2000年01月27日(木曜日) 寒い寒い
和解

 今治精華高等学校の不当労働行為救済申立てに係る審問が終盤を迎えている。今日は地労委による和解工作が始まった。

 和解は「当事者が互いに譲歩して、その間に存する争いをやめることを約する契約(民法695条)」をいうとあるが、いずこの私学も教育的にも経営的にも難しい局面を迎えているわけで、「争い」は可及的速やかに収拾するのが上策である。

 生徒たちにも少なからず心配の種を播いてしまっているわけで、双方が大人の知恵を出しきって見事和解にこぎつけることができればこの上ない喜びである。

 もちろん、労使対等の近代的労使関係の確立なくしては和解のしようもない。
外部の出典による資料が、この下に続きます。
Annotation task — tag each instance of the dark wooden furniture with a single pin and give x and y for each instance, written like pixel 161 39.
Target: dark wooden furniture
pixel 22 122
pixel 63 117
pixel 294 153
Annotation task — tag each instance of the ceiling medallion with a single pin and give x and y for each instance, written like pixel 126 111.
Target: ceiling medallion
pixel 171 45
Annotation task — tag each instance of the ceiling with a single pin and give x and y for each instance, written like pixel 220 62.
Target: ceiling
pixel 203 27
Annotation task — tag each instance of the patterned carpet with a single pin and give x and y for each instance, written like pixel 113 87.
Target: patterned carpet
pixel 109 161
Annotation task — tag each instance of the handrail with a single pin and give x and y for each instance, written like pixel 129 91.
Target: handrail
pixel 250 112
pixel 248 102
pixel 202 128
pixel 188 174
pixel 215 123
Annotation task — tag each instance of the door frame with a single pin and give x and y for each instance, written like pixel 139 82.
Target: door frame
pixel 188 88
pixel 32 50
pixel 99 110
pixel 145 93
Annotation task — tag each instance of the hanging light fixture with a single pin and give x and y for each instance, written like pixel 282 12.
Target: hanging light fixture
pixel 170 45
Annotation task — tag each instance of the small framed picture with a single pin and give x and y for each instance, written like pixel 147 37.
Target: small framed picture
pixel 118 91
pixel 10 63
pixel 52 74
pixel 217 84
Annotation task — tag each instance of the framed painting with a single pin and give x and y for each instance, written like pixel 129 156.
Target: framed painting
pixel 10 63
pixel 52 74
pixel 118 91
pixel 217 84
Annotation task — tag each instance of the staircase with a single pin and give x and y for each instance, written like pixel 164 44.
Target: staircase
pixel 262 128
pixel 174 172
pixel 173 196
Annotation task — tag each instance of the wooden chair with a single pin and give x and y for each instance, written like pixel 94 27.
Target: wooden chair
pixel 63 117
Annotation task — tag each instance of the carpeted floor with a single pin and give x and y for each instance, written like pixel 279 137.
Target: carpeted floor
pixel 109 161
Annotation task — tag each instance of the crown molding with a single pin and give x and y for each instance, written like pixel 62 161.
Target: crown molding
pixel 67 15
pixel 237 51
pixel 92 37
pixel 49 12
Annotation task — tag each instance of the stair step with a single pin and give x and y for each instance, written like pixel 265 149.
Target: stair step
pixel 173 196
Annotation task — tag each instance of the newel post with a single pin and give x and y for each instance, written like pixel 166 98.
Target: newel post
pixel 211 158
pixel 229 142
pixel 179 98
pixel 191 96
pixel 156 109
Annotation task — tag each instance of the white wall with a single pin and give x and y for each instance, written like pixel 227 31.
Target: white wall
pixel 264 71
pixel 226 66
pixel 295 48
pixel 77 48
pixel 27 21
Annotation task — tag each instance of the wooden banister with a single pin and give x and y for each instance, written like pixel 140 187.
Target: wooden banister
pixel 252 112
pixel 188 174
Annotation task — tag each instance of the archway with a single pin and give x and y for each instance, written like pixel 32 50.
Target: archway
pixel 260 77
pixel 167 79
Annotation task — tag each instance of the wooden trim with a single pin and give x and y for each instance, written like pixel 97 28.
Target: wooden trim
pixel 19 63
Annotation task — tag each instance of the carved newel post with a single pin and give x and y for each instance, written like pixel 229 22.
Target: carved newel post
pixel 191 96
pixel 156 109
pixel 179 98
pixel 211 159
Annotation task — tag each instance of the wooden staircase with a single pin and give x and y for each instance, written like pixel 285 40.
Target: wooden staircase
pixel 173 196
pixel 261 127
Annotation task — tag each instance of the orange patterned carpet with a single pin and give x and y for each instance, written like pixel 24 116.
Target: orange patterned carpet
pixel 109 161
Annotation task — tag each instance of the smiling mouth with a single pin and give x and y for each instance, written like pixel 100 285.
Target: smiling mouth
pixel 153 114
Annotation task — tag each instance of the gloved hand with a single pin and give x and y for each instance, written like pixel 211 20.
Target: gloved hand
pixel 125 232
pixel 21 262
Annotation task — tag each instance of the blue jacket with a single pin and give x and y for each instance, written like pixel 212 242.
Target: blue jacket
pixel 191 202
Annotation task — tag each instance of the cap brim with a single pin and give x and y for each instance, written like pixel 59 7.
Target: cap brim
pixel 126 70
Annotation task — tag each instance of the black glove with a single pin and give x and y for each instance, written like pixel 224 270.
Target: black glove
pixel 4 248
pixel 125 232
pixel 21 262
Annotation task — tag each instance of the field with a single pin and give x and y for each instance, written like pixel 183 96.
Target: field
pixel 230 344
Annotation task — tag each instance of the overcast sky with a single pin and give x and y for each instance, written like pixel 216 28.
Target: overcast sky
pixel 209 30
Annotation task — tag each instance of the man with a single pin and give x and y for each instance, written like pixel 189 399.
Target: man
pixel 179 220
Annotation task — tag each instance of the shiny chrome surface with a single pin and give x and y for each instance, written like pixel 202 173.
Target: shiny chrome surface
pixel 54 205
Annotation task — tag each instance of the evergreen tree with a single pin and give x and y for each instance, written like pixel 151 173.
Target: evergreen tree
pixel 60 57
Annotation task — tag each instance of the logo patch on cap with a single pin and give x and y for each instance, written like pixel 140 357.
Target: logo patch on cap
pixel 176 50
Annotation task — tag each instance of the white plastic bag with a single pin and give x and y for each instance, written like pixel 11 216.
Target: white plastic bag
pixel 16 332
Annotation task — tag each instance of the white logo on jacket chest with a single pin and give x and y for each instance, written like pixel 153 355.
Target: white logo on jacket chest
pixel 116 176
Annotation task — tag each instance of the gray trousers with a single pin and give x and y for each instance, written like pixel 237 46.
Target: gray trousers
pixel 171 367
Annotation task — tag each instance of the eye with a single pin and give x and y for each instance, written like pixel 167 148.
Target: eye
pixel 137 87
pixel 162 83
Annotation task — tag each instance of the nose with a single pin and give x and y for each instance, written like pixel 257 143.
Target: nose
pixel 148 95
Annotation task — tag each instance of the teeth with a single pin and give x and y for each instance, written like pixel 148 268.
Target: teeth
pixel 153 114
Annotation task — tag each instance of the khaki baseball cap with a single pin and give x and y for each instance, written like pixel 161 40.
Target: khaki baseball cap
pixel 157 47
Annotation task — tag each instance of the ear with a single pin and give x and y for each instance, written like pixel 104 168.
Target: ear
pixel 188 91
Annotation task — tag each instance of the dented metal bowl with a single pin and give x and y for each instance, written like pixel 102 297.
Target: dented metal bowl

その意味では、組合に対する差別的な懲戒処分攻撃をさらりと水に流すわけにも行くまい。ともかくも、地労委のみなさんの年度内解決をめざす努力を無駄にしない最大限の互譲が求められている。

 「和解」ならぬ「和諧」という専門用語があるそうだ。離婚や離縁の訴訟をしている間によりを戻すことをいうのだそうだ。

 労使関係には「離婚」や「離縁」はありえない。したがって「和諧」はありえない。あるとすればやはり「和解」。労使は、時々に対立することがあっても、結局は一緒に汗をかきあう中なのである。